Senior Minister and Minister of International Trade & Industry Datuk Seri Mohamed Azmin Ali said the declines in both exports and imports are expected, given most countries around the world were under some form of lockdown to contain the spread of Covid-19.

"This has caused major disruptions to the manufacturing activities and movement of goods globally. Nevertheless, exports of some products such as iron and steel, rubber gloves and refined palm oil recorded increases.

"Malaysia's exports are expected to improve in the coming months, as the government allowed more industries to resume operations and at full operating capacity since May 4, 2020. Similarly, companies in other countries are also ramping up their business operations. This will boost trade activities between Malaysia and other countries", he added.
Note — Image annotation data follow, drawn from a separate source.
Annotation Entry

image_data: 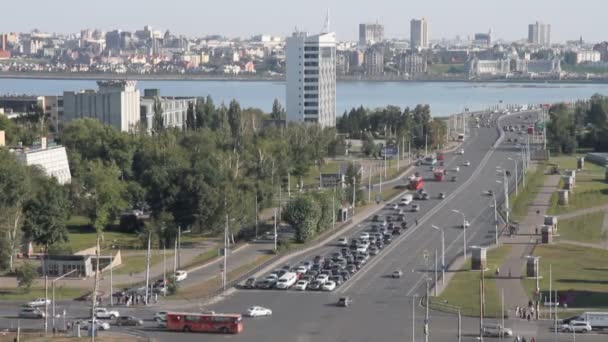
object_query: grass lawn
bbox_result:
[0,288,89,301]
[557,212,606,243]
[548,154,608,215]
[112,250,173,275]
[431,245,511,317]
[509,164,545,221]
[523,243,608,308]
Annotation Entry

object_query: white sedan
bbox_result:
[321,280,336,291]
[175,271,188,282]
[293,280,308,291]
[244,306,272,317]
[27,298,51,307]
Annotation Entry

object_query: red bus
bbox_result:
[167,312,243,334]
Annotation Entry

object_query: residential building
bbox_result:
[140,89,196,133]
[63,80,140,131]
[398,53,427,75]
[359,23,384,46]
[465,57,511,76]
[286,32,336,127]
[12,137,72,184]
[363,47,384,76]
[528,21,551,46]
[576,50,602,64]
[410,18,429,50]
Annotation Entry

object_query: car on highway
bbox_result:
[243,306,272,317]
[27,298,51,307]
[175,270,188,282]
[18,307,45,318]
[561,321,592,333]
[293,280,308,291]
[337,297,353,307]
[95,308,120,319]
[321,280,336,291]
[80,319,110,330]
[115,316,144,327]
[243,277,255,289]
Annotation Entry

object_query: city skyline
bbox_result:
[0,0,608,42]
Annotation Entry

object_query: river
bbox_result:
[0,79,608,116]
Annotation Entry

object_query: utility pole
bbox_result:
[144,231,152,305]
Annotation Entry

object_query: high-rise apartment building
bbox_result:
[359,23,384,46]
[286,32,336,127]
[63,81,140,131]
[528,21,551,46]
[410,18,429,49]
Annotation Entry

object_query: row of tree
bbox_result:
[547,94,608,153]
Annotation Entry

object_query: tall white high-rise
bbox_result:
[286,29,336,127]
[410,18,429,49]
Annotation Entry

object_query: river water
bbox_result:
[0,79,608,116]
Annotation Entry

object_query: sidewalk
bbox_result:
[496,175,560,308]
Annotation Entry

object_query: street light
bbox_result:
[452,209,467,260]
[431,225,445,286]
[51,269,77,333]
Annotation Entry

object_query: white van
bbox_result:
[276,272,298,290]
[401,194,414,205]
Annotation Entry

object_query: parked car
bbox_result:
[18,307,45,318]
[116,316,144,327]
[27,298,51,307]
[243,306,272,317]
[95,308,120,319]
[337,297,353,307]
[175,271,188,282]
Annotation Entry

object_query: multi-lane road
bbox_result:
[0,114,601,342]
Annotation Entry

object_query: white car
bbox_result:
[27,298,51,307]
[243,306,272,317]
[317,274,329,285]
[293,280,308,291]
[154,311,167,322]
[80,320,110,330]
[561,321,592,333]
[95,308,120,319]
[175,271,188,282]
[321,280,336,291]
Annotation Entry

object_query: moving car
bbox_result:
[18,307,45,318]
[337,297,353,307]
[243,306,272,317]
[561,321,592,333]
[95,308,120,319]
[27,298,51,307]
[321,280,336,291]
[175,271,188,282]
[116,316,144,327]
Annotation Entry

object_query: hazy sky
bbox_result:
[0,0,608,41]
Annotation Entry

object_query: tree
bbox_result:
[23,175,70,248]
[15,262,38,293]
[270,99,286,121]
[152,98,165,134]
[283,195,321,242]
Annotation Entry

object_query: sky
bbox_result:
[0,0,608,42]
For the first four months of 2020, Malaysia’s trade dropped 3.5% y-o-y to RM573.75 billion from RM594.67 billion, following lower trade recorded with Thailand, Singapore, Hong Kong, Germany, India and Vietnam. Higher trade was registered with South Korea, Indonesia and the US.

"Exports during the period registered a decrease of 5.5% to RM303.61 billion and imports declined marginally by 1.2% to RM270.14 billion. Trade surplus was valued at RM33.47 billion, declined by 29.9% compared to the same period of 2019," MITI said.

In a separate statement earlier, the Statistics Department's chief statistician Datuk Seri Dr Mohd Uzir Mahidin said the number of transactions fell to 11.7 million for the period of January to April 2020, compared with 14.3 million for the same period last year.

In a separate note, MIDF said April's trade deficit is the largest ever recorded and will contribute negatively to economic growth in the second quarter of the year, especially as the quarter will have to factor in almost two months of the MCO.

“Malaysia had one full month of MCO in April and the conditional MCO in May, hence exports performance is expected to deteriorate in 2Q20. [For the full year] we reiterate that exports growth will contract further in 2020 at 8.3% y-o-y,” MIDF said.